This article itself is probably not a good idea. Writing about how much I suck at expressing myself on a blog site where the article itself could generate the exact same results as the reason I’m doing it in the first place. I mean this goes to show how much I don’t know myself or understand people at all.
It has happened to me many times before but could not see the reason as to why which was right there staring at me, or maybe I’m just in denial that I chose to ignore it on purpose. To be honest I don’t know, it could be an instinct that I am completely unaware of. This just plain stinks, to not know yourself is a pretty sad thing. And to think, it only took me to the age of 30 to figure it all out.
I had never noticed that I was giving the impression that I was someone completely different than I was believing I was showing. Not once did it cross my mind that maybe me trying to be, say, funny would give other people the impression that I was being insulting or trying to correct them. I always believed in that saying that laughter can be a powerful medicine and a good icebreaker. And to think that so many times that I tried to impress a girl I liked by being funny only came across as being childish.
The worst part is that I am totally ignorant as to what I am doing wrong to be getting these results. Maybe I try to hard to be likable. That may not be very important to a lot of people, but I don’t like loneliness or out casting, something I have had to live with many years of my life and only now I am starting to understand why I was in those situations in the first place. It’s funny though, I can’t stand being alone yet there was no peer pressure strong enough to make me want to drink alcohol, smoke cigarettes or pot, use drugs, join a gang or even be a player just to be part of a group. I wanted to be excepted for who I was, not what I did to be cool, even though I did do some things that, now that I look back, may have come across and weird or cheesy.
Well, I do believe that there is a first time for everything, and eventually peer pressure did get to me, only after I had already graduated from High School. The first time around I guess you can say I was lucky when I decided to throw all my values, of having a serious relationship with a girl, getting married, waiting for our honeymoon for my first time, having children and living happily ever after, out the window to skip everything and go straight to the honeymoon without protection and risk getting my “dream girl stranger” pregnant right off the back. Stranger because we had only known each other for a day or 2, and this relationship was born more out of desperation from not having good luck with the dating part of my life than love at first site. More like love at first chance. Don’t get me wrong, I was lucky that she pretty much fit the profile of what I considered to be my dream girl. She was like sent from God or a wish come true. But I let my desperation get the best of me and I may have pushed too hard (not literally) and pushed her away not even knowing I was doing it. The same fear of losing her after searching for so long was, ultimately, what made me lose her. And only till know do I get it.

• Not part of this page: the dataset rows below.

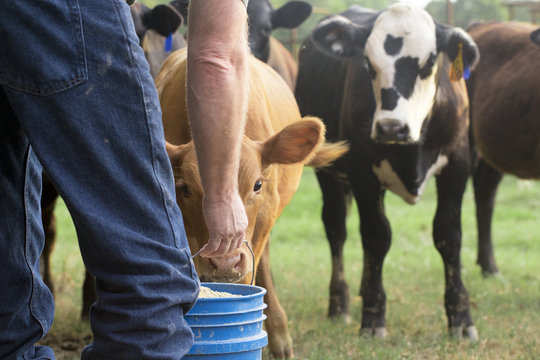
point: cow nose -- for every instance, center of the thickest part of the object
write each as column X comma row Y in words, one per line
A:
column 392, row 131
column 226, row 262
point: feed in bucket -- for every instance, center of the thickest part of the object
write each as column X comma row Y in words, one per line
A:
column 228, row 327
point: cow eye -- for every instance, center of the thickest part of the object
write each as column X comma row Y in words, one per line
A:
column 258, row 186
column 371, row 70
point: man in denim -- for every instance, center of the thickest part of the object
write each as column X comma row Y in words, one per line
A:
column 76, row 97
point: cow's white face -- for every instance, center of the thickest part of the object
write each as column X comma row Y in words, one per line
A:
column 401, row 53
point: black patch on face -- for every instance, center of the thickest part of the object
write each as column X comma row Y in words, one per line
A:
column 407, row 70
column 393, row 45
column 371, row 71
column 389, row 99
column 427, row 69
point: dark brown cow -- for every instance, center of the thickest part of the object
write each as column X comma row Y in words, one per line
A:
column 277, row 144
column 380, row 80
column 504, row 92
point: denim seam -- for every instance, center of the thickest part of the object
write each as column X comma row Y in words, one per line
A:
column 33, row 311
column 153, row 155
column 55, row 86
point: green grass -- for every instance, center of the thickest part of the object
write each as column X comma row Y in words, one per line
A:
column 506, row 309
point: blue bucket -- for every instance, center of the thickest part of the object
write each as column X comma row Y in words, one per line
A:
column 228, row 327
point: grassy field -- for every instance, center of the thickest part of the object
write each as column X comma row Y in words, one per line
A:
column 506, row 309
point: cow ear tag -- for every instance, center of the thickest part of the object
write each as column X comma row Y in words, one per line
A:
column 456, row 70
column 168, row 43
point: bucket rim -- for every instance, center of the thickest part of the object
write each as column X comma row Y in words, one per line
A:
column 259, row 291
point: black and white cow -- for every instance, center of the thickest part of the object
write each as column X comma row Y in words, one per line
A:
column 380, row 80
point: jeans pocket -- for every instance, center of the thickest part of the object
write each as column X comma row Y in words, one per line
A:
column 42, row 46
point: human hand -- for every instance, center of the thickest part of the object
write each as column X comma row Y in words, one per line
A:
column 227, row 223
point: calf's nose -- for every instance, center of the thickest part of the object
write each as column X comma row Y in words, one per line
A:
column 226, row 262
column 390, row 130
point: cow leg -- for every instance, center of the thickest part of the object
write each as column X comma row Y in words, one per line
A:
column 376, row 239
column 447, row 237
column 48, row 202
column 486, row 181
column 336, row 201
column 279, row 339
column 89, row 294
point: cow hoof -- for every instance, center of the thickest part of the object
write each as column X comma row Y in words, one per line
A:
column 378, row 332
column 281, row 348
column 459, row 332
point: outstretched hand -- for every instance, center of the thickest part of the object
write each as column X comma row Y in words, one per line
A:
column 227, row 224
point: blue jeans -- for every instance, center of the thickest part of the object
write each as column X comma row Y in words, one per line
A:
column 77, row 98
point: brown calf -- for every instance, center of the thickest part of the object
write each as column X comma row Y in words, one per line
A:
column 277, row 144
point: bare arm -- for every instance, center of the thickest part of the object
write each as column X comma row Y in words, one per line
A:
column 217, row 102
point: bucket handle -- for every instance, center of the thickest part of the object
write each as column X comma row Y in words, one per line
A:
column 252, row 262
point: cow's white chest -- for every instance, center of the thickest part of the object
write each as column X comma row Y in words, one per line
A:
column 391, row 181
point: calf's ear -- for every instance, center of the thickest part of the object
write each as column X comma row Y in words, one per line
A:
column 291, row 15
column 338, row 36
column 295, row 143
column 449, row 40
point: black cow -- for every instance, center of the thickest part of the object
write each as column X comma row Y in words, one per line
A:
column 380, row 80
column 157, row 31
column 505, row 115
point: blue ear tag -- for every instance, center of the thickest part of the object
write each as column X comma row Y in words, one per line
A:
column 168, row 43
column 466, row 72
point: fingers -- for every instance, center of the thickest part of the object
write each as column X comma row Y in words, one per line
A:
column 227, row 224
column 221, row 246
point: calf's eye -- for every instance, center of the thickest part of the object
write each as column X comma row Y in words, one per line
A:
column 183, row 188
column 258, row 186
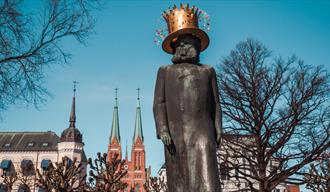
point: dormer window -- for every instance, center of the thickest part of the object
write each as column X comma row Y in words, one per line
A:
column 30, row 144
column 7, row 144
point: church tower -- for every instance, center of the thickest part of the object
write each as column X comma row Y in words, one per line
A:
column 138, row 151
column 114, row 146
column 136, row 169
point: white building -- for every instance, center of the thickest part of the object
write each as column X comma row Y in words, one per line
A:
column 25, row 152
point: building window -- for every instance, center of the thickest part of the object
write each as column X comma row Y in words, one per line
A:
column 137, row 188
column 6, row 165
column 30, row 144
column 3, row 187
column 27, row 167
column 224, row 172
column 7, row 144
column 45, row 144
column 23, row 188
column 45, row 163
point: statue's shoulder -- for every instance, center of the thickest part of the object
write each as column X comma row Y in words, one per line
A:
column 208, row 67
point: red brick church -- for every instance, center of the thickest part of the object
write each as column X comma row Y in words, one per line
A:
column 136, row 166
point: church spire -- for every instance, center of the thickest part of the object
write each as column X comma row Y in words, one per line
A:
column 73, row 106
column 138, row 133
column 115, row 121
column 126, row 153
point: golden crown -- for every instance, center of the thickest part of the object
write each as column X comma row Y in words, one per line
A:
column 183, row 20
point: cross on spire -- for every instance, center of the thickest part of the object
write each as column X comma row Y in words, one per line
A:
column 138, row 90
column 75, row 87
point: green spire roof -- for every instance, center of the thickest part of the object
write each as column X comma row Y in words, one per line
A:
column 115, row 122
column 138, row 133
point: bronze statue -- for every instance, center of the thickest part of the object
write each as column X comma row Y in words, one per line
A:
column 186, row 107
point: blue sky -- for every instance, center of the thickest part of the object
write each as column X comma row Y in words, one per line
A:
column 122, row 54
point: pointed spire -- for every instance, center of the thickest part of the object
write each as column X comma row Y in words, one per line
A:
column 115, row 121
column 73, row 107
column 138, row 133
column 126, row 153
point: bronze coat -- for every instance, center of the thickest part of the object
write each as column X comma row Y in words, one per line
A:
column 186, row 104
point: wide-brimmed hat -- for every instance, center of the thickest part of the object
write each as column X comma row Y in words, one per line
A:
column 181, row 21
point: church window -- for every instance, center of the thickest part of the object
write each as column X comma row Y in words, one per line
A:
column 7, row 144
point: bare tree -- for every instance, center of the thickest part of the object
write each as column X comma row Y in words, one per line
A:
column 156, row 184
column 318, row 177
column 31, row 40
column 106, row 175
column 65, row 176
column 282, row 105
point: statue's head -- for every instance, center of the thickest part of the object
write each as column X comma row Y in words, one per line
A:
column 186, row 49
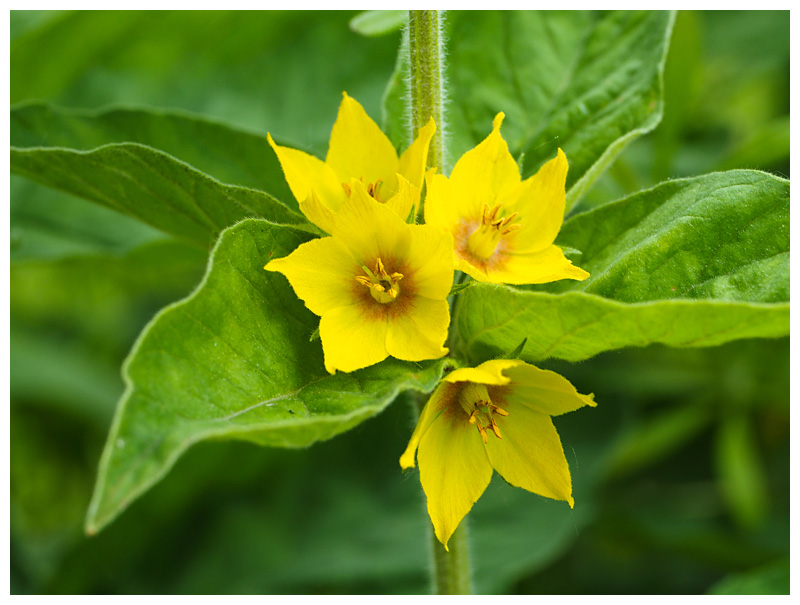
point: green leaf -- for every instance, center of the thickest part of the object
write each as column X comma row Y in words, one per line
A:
column 150, row 185
column 740, row 470
column 575, row 326
column 282, row 71
column 232, row 156
column 50, row 224
column 234, row 361
column 772, row 578
column 588, row 83
column 722, row 236
column 652, row 441
column 692, row 262
column 378, row 23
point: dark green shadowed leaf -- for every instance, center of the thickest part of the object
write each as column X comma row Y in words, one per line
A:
column 695, row 262
column 234, row 361
column 722, row 236
column 232, row 156
column 588, row 83
column 149, row 185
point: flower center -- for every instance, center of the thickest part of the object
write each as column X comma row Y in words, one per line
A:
column 384, row 287
column 372, row 188
column 484, row 240
column 475, row 400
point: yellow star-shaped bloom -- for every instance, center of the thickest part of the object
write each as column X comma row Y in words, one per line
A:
column 495, row 416
column 503, row 228
column 379, row 285
column 358, row 149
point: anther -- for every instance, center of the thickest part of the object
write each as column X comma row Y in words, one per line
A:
column 482, row 431
column 498, row 410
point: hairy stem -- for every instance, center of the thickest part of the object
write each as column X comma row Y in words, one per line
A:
column 426, row 54
column 426, row 58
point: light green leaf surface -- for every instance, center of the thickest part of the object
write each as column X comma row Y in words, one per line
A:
column 234, row 361
column 378, row 23
column 150, row 185
column 721, row 236
column 588, row 83
column 232, row 156
column 693, row 262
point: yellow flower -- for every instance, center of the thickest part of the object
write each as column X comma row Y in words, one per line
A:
column 494, row 416
column 357, row 149
column 380, row 285
column 503, row 227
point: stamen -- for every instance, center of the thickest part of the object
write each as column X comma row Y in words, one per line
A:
column 498, row 410
column 483, row 241
column 476, row 401
column 383, row 287
column 483, row 433
column 496, row 429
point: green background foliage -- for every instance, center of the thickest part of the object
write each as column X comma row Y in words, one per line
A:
column 131, row 134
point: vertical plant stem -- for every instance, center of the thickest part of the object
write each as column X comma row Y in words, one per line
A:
column 426, row 57
column 452, row 568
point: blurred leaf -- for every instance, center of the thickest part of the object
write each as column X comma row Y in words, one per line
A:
column 765, row 146
column 654, row 440
column 378, row 23
column 741, row 471
column 50, row 56
column 722, row 236
column 231, row 156
column 65, row 376
column 164, row 59
column 773, row 578
column 49, row 489
column 234, row 361
column 558, row 80
column 575, row 326
column 695, row 262
column 94, row 295
column 49, row 224
column 150, row 185
column 683, row 79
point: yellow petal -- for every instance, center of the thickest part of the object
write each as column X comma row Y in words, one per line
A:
column 541, row 204
column 358, row 148
column 371, row 230
column 530, row 454
column 539, row 267
column 418, row 330
column 322, row 273
column 544, row 391
column 491, row 372
column 454, row 470
column 317, row 212
column 406, row 198
column 353, row 337
column 486, row 174
column 442, row 397
column 430, row 261
column 304, row 172
column 415, row 158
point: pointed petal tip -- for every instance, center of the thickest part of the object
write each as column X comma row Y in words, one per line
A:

To make matters worse I continued to allow this fear to control my life and, to this date, I believe it still does. As you can see I still doubt myself. I an instant I destroyed everything I ever dreamed of, the day I threw all my values out the window. No college diploma, no dream job with great pay, no serious relations with the girl of my dreams, no perfect wedding (just a saying), no children while married, no happily ever after. Now all I have is a job that goes nowhere with a paycheck to match it, a wife that does not make me happy, no wedding since we are not even married, children out of wedlock (which I love with all my heart and will never consider them a mistake but I wish I could have done better for them and be a better role model), and no happily ever after except when I’m with my kids. But I have no one else to blame but myself.
But perhaps there’s still a chance. Maybe I can still have my dream, or at least part of it. Maybe with some deep soul searching, some professional counseling and maybe even some religious faith (don’t mean converting to a new religion) I can still have hope of being happy. I will, however, have to weigh in the consequences of my actions and decision, take into consideration the reaction of my children, my relationship with my wife if we were to go our own ways, the thoughts and feeling of a possible future woman in my life and more. And to think that I have a habit of analyzing every detail and not reaching a conclusion unless I am, at least, 90% sure of it. It seems I have my work cut out for me. But the real question is will I take the first step or will I continue to let fear run my life?